Песня стихает, а мальчишки долго еще сидят в просветленной грусти, в сладостной задумчивости, еще не понимая, но чуя сердцем свою причастность и к этой дивной песне, и к этой земле, и к этому теплому вечеру.
Картошка поспела. Ребята выхватывают ее из горячей золы, перекатывают обжигающие картофелины с ладошки на ладошку, разламывают, обнажая крахмальную белизну, нетерпеливо откусывают и уже во рту дуют на кусок, и изо рта идет пар. На зубах похрустывает припеченная кожура. Дед Савостий ест со старческой неспешностью, круто посаливая картофелину серой зернистой солью. Мальчишки же глотают куски, как утята, и запивают студеной водой из мятого котелка. Дед выкатывает хворостиной картофелины из костра, говорит, как внучатам, добрея лицом:
— Ешьте, наводите тело.
Дед — личность примечательная. Каждую субботу замертво вытаскивают его из бани. Страсть любит попариться березовым веничком. Хлещется до потери чувств. И весь он светлый, звонкий, легкий. Дунь на него — полетит, как пух с одуванчика.

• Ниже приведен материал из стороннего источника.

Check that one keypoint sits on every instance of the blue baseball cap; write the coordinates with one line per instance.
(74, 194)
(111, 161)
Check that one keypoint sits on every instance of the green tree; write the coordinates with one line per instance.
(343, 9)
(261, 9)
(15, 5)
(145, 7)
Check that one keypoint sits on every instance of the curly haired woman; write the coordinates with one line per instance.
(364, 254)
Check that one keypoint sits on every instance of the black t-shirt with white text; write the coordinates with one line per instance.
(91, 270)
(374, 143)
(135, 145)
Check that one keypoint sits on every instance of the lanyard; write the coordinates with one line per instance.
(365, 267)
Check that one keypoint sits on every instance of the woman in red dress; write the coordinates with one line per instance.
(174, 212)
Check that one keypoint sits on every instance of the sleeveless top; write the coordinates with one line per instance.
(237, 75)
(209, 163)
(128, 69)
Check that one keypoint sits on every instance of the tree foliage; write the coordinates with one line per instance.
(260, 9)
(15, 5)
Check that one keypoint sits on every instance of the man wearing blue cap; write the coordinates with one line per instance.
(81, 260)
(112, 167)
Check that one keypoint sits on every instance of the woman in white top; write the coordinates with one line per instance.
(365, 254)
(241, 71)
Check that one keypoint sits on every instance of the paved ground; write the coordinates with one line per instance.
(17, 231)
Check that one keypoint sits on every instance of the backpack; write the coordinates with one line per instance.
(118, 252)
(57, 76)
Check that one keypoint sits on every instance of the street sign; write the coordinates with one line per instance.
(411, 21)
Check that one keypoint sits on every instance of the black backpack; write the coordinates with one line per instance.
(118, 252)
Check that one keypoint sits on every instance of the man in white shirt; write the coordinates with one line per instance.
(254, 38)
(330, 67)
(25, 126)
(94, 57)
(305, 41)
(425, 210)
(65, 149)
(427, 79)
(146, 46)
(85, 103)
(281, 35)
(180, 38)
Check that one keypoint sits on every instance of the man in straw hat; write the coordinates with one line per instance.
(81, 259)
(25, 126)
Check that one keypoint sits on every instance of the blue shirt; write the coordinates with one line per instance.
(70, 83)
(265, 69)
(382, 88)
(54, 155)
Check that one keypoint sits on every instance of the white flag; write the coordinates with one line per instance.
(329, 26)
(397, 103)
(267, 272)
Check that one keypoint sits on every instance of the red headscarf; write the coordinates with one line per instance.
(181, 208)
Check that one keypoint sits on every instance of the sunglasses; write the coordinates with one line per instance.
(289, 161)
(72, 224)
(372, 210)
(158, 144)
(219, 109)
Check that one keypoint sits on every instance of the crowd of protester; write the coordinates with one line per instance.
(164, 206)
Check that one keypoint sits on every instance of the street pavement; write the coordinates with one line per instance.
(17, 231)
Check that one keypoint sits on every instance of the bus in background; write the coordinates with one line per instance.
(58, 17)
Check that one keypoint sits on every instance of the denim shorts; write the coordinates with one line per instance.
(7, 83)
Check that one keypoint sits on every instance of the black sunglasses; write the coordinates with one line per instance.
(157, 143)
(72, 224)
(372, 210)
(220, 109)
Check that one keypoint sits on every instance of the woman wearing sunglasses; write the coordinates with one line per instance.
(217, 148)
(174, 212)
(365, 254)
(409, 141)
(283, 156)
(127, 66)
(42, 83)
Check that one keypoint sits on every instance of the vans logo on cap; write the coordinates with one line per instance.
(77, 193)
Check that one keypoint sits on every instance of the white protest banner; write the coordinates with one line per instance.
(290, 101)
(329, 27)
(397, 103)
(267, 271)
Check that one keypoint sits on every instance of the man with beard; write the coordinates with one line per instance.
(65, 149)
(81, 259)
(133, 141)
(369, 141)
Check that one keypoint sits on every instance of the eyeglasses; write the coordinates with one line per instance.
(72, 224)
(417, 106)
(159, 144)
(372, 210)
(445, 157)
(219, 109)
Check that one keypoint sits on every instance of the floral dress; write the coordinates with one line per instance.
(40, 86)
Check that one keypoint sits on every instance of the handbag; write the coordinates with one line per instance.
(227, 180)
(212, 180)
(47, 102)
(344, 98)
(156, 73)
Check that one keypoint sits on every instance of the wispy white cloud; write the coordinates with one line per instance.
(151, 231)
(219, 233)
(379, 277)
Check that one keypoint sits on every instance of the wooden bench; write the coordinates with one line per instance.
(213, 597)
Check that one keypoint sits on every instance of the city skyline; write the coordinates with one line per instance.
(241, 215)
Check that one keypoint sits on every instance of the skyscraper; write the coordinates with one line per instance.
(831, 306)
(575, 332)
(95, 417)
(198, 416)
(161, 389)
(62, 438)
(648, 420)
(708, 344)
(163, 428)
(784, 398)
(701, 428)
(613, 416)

До старости сохранил дед Савостий младенческое удивление перед жизнью, чист и бескорыстен, как ребенок. Среди мальчишек — он свой, допущен в детский мир на равных правах. Сменяются поколения деревенской детворы, а дед Савостий неизменно остается для них другом и советчиком. Учит вырезать свистульки из тальниковых прутьев и играть на них незамысловатые мотивчики, учит ладить брызгалки из диких дудок, обучает свистеть по-птичьи в травинку, зажатую ладошками, показывает грибные и ягодные места, учит ездить на лошадях, запрягать, распрягать, лечить от хвори. А в ночном, у костра, сказки сказывает или про ранешнее житье-бытье повествует. Вот и сейчас уплотнились ребята печеной картошкой, закутались от ночной прохлады в зипуны, подобрав под себя босые ноги, и слушают деда, а он ведет рассказ о колчаковщине на Алтае.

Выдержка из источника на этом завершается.